The House of Deviant started in 2020 as a small scale pilot project forming part of professional drag performer Ernie Sparkles' (Gareth Pahl) Masters degree in Drama.
We were interested in how inclusive arts practice (and in particular drag performance) can be used as a tool for adults with learning disabilities and/or autism to use for self discovery and improve the way we see ourselves.
The project ran online with 6 participants for a month with a 2 hour weekly workshop focussing on different aspects of drag performance. Participants were also encouraged to complete weekly challenges.
We discovered that after the 4 weeks the participants reported that they felt more confident and could notice changes in themselves. We found out that drag performance helped them to:
- see themselves differently and more positively
- get their voices heard and be more assertive
- find answers to real life situations
An easy read version of the project writeup can be found here - Easy Read Project Summary
After the project ended participants made it clear that they wanted to continue with the project. After lockdown restrictions were eased we began meeting at Chapter Arts Centre to explore what the project could become. Despite it coming out of Gareth's Masters it was always important that the participants had control over how the project should work moving forward. We moved to a coproduction model and started working towards live performance work.
As of July 2022 we have grown from strength to strength and have a number of successful performances under our belt! We have performed at:
- Riverfront Theatre (with regular dates until the end of 2023)
- Chapter Arts Centre
- Wales Millennium Centre (Hijinx Unity Festival 2022 with inclusive drag royalty - Drag Syndrome)
- Pride Cymru parade
Co-production is a strengths based approach that puts professionals and project users on an equal footing, sharing power, decision making and responsibility.
It’s about doing things together. Not doing things FOR, but WITH. We share spaces. We grow together. It may sound simple, obvious even, but when people do things for people, it stops them developing the skills to do it themselves. True inclusion is about making sure people are given opportunities to be included, to grow and learn and develop. We are not just a drag troupe, we are a place where we grow together, we learn, we develop, we reach our potentials and we shout about it.
Our queens are equipped with the resources and skills to access the world of drag performance. They do their own makeup, tell their own jokes, design their own routines, create their own performances. Together we build these skills and provide the spaces to practice them.
The result - fierce, funny, independent queens with more sass than any episode of RPDR!
In terms of project management, every decision is made as a group together, and every voice and opinion is listened to and respected.
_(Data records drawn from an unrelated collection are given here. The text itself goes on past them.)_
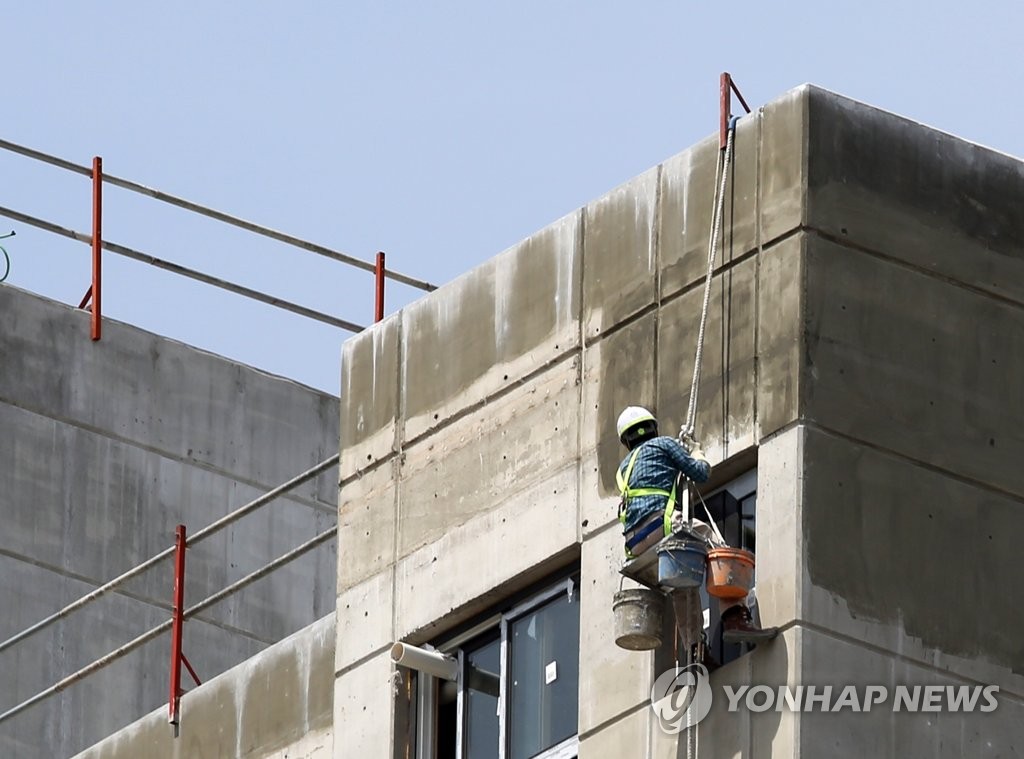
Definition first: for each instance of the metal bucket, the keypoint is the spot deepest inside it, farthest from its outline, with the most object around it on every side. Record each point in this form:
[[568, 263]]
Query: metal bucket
[[681, 562], [638, 619]]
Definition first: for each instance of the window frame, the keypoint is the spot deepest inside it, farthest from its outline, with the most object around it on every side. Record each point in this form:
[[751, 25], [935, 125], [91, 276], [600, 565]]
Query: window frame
[[427, 706]]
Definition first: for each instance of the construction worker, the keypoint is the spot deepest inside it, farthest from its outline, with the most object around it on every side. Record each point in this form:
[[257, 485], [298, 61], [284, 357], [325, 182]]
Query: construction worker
[[647, 480]]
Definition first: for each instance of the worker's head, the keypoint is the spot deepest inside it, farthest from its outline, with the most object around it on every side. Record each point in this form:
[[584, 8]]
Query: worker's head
[[636, 424]]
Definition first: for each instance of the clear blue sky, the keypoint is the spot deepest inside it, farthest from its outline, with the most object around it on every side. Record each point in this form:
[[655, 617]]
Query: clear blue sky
[[441, 132]]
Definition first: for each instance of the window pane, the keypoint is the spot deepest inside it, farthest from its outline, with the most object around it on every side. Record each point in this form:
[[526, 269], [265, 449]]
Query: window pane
[[545, 676], [482, 687]]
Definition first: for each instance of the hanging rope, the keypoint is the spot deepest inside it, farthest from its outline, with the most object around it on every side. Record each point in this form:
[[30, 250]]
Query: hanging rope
[[724, 160], [6, 258]]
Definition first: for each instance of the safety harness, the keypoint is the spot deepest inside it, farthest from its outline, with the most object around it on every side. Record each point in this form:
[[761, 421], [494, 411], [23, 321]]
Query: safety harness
[[628, 493]]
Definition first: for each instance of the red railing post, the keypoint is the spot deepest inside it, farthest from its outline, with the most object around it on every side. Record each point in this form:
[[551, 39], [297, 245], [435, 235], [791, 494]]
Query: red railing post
[[97, 238], [177, 619], [724, 97], [379, 272]]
This leads to some pretty unique and wonderful discussions!
For more information on coproduction look at Coproduction Network for Wales.
Fundamentally our work is about transforming lives. Our aim is to give voice, autonomy, control and opportunity to people with a learning disability and/or autism. Historically people with a learning disability and/or autism have had very little control over the decisions made about their lives, fewer opportunities and consequently have low confidence and self esteem. We seek to change this. Drag performance is most often a high status role, and so provides good practice in power and control.
Flossie Sunshine says she feels that drag helps her to explore different personas:
“being in the House of deviant is an amazing achievement because I feel like I’m a different person, I become a sassy person”.
Miss Shade Bitch said that performing in drag has given her more confidence and opportunities to socialise.
“It helps me to socialise and gives me confidence. It makes me fabulous to learn to do make up and dance routines and change my voice”.
Our shows and performances show to the world exactly how we can do anything given the right support and opportunity. We prove that people with learning disabilities and/or autism are a force to be reckoned with.
Lots of people think people with learning disabilities and/or autism can’t do a lot of things, and the House of Deviant is smashing what people think they can do and proving that a diagnosis doesn’t need to be a barrier.
"Absolutely brilliant. I saw a performance at WMC as part of Unity Festival and the gals were super hilarious. Drag-ma held together the wonders and inventiveness of the whole gang so brilliantly. Amazing to see such a celebration of everything it is-and might be-to be a human person. Empowering to watch and empowering to be in, it looked like!"
We are currently a self funded project, meaning our only source of income is through the money we generate ourselves through performances and shows. This naturally limits our reach and how many people we can work with. At the moment there is a waiting list of people who want to come and be part of the project. Whilst funding streams are an option they take time and resources to apply, and are not guaranteed. On top of this, drag is not the cheapest of art forms!